Raconte-moi une belle histoire !

Il était une fois … un infirmier à domicile néerlandais qui, après avoir travaillé entre 1980 et 1990 dans un mode où à l’époque autonomie et hiérarchie plate étaient la norme, occupe à partir des années 1990 un poste de direction d’une structure de soins à domicile. En quelques années, il voit les méfaits d’une rationalisation à outrance :

  • tri des patients,
  • plus aucune prise des infirmières et infirmiers sur leur planning,
  • temps de référence de plus en plus courts par acte,
  • hyper spécialisation,
  • vente de produits aux patients, …

bref un mode perdant-perdant où ni les patients, ni les personnels infirmiers ne s’y retrouvent avec un temps au relationnel devenu peau de chagrin et une impossibilité d’installer une relation avec les changements incessants d’affectation.

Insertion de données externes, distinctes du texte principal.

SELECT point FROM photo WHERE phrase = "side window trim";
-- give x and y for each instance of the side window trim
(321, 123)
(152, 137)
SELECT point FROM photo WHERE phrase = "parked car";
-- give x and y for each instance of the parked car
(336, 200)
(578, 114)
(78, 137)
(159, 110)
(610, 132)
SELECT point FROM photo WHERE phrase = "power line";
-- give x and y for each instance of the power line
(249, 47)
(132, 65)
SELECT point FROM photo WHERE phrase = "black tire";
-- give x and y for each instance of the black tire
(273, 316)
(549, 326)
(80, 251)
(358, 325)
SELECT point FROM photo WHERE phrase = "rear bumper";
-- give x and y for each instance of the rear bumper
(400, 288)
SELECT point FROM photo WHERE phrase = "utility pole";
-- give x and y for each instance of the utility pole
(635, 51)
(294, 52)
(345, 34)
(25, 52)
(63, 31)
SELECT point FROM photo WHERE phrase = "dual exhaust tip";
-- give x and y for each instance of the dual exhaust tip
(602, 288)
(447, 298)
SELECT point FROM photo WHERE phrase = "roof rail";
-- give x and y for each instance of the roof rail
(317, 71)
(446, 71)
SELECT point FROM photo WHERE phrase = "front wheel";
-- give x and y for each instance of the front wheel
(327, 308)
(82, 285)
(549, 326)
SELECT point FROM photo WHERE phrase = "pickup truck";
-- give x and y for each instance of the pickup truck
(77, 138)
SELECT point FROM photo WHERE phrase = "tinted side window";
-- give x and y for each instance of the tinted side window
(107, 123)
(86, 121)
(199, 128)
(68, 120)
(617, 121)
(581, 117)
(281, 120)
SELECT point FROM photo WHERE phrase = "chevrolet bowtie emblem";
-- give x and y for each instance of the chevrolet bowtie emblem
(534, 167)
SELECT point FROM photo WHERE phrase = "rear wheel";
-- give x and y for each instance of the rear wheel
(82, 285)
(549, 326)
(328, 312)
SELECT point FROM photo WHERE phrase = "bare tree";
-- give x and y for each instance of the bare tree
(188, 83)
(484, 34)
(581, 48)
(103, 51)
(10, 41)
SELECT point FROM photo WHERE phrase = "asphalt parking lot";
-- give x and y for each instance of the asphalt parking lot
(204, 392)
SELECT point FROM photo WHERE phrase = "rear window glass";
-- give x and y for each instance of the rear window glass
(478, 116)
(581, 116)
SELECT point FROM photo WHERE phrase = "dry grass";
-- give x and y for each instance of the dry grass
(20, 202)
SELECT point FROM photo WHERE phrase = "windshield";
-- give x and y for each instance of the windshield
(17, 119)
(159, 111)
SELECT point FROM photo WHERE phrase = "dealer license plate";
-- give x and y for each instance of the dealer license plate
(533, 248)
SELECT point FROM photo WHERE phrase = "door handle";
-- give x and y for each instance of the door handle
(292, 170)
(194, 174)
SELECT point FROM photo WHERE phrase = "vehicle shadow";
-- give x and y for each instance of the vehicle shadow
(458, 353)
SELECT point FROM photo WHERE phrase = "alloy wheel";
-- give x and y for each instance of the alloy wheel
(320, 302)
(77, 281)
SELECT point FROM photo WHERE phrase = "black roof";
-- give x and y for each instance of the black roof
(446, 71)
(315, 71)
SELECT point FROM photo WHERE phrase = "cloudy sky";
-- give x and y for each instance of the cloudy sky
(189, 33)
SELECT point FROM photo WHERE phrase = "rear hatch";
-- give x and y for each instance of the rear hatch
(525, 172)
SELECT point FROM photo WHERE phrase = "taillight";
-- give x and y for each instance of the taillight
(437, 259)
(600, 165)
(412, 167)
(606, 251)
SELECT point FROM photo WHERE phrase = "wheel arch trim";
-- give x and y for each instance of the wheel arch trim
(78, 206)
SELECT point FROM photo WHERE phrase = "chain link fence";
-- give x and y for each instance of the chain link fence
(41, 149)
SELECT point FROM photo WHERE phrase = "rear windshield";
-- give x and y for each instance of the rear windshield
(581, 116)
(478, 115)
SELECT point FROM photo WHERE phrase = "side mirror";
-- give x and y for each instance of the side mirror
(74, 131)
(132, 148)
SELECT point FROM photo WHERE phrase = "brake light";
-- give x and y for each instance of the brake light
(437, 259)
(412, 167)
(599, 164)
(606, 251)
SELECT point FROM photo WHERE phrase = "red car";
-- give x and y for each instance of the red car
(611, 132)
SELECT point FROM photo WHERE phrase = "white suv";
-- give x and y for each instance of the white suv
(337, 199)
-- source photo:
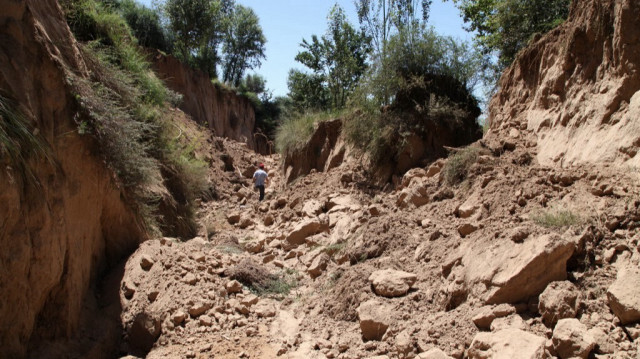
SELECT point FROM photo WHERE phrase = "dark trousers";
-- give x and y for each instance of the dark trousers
(261, 188)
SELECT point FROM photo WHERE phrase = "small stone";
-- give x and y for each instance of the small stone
(205, 320)
(392, 283)
(233, 287)
(318, 265)
(190, 278)
(233, 217)
(624, 295)
(199, 257)
(178, 317)
(146, 262)
(249, 300)
(375, 318)
(198, 309)
(467, 228)
(571, 339)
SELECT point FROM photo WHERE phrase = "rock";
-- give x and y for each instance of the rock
(571, 340)
(403, 343)
(128, 289)
(435, 168)
(245, 222)
(467, 228)
(233, 287)
(254, 246)
(318, 265)
(264, 309)
(507, 344)
(249, 300)
(604, 342)
(513, 321)
(558, 301)
(624, 295)
(374, 210)
(510, 272)
(306, 229)
(178, 317)
(205, 321)
(434, 353)
(198, 308)
(417, 196)
(519, 234)
(312, 208)
(485, 316)
(199, 257)
(144, 332)
(412, 174)
(468, 208)
(190, 279)
(233, 217)
(391, 283)
(375, 318)
(146, 262)
(445, 193)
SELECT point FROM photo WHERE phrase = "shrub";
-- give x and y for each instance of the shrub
(421, 84)
(122, 106)
(295, 131)
(457, 167)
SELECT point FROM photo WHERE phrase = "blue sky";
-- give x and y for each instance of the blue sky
(286, 22)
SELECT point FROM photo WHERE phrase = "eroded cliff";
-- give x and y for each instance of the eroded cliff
(59, 232)
(574, 93)
(227, 114)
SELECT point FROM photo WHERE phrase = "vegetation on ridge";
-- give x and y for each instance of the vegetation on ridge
(123, 106)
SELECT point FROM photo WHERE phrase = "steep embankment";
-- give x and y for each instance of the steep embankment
(227, 114)
(575, 92)
(56, 236)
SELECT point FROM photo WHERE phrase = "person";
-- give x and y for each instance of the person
(260, 178)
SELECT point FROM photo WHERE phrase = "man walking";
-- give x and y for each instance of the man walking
(260, 178)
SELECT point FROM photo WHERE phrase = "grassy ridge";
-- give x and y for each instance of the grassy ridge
(123, 106)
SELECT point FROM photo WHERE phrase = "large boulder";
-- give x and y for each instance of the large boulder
(572, 340)
(507, 344)
(558, 301)
(624, 295)
(306, 229)
(375, 318)
(391, 283)
(508, 272)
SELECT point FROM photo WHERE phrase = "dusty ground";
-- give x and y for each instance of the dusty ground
(303, 257)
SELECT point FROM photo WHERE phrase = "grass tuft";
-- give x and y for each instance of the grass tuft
(18, 144)
(556, 218)
(295, 132)
(278, 287)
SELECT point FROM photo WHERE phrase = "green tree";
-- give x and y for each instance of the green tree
(382, 19)
(336, 62)
(198, 27)
(145, 24)
(244, 44)
(503, 27)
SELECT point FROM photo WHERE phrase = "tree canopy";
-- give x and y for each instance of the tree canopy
(504, 27)
(335, 61)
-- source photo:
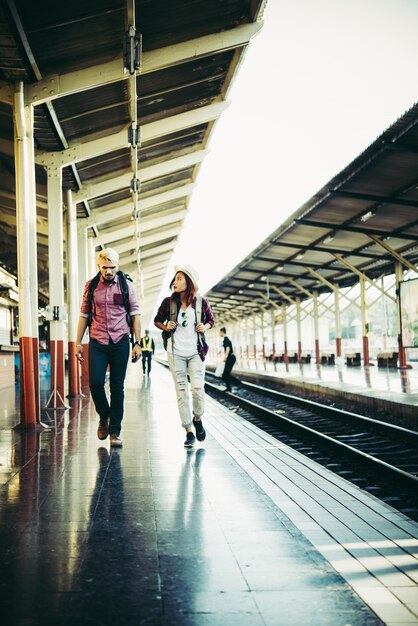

Puisqu’il ne pouvait pas faire bouger les choses de l’intérieur, Jos de Blok (c’est son nom) décide de démissionner … avec son épouse (sachant qu’ils ont 5 enfants). Quitter donc un bon salaire pour affronter l’incertitude, mais s’octroyant ainsi la liberté de faire ce qui lui semblait la bonne chose à faire dans le secteur d’activité.

Quelle est-elle cette vision qu’il veut promouvoir et déployer concrètement ?

aider les personnes malades ou âgées à vivre une vie plus autonome et qui vaille davantage la peine d’être vécue ».

Une idée et un projet qui vont bien au-delà du simple geste technique, et surtout à l’opposé de l’installation d’une relation ambigüe destinée à se nourrir et à s’enrichir de la dépendance des patients.

La libération du secteur des soins à domicile

Si on fait un parallèle avec l’idée d’entreprise libérée, l’ambition de Jos de Blok est encore plus large : il s’agit de libérer non pas une organisation mais tout un secteur en donnant l’exemple par la création d’une vision et d’une organisation nouvelle, délibérément de l’ordre du gagnant-gagnant. Avec une ambition : que les autres structures du secteur, inspirées par la réussite de ce nouveau modèle, se l’approprient pour le bénéfice de toutes et de tous, dans une logique de responsabilité sociétale.

Avec cette approche, il rend d’emblée l’idée de concurrence non pertinente :
De mon point de vue, toute cette idée de concurrence est une imbécillité. Elle n’a vraiment aucun sens. Vous cherchez la meilleure organisation possible pour apporter la meilleure prise en charge possible.
Si vous partagez ce que vous avez découvert, si vous donnez vos informations, les choses changeront plus vite.
» (Propos rapportés dans Reinventing Organizations)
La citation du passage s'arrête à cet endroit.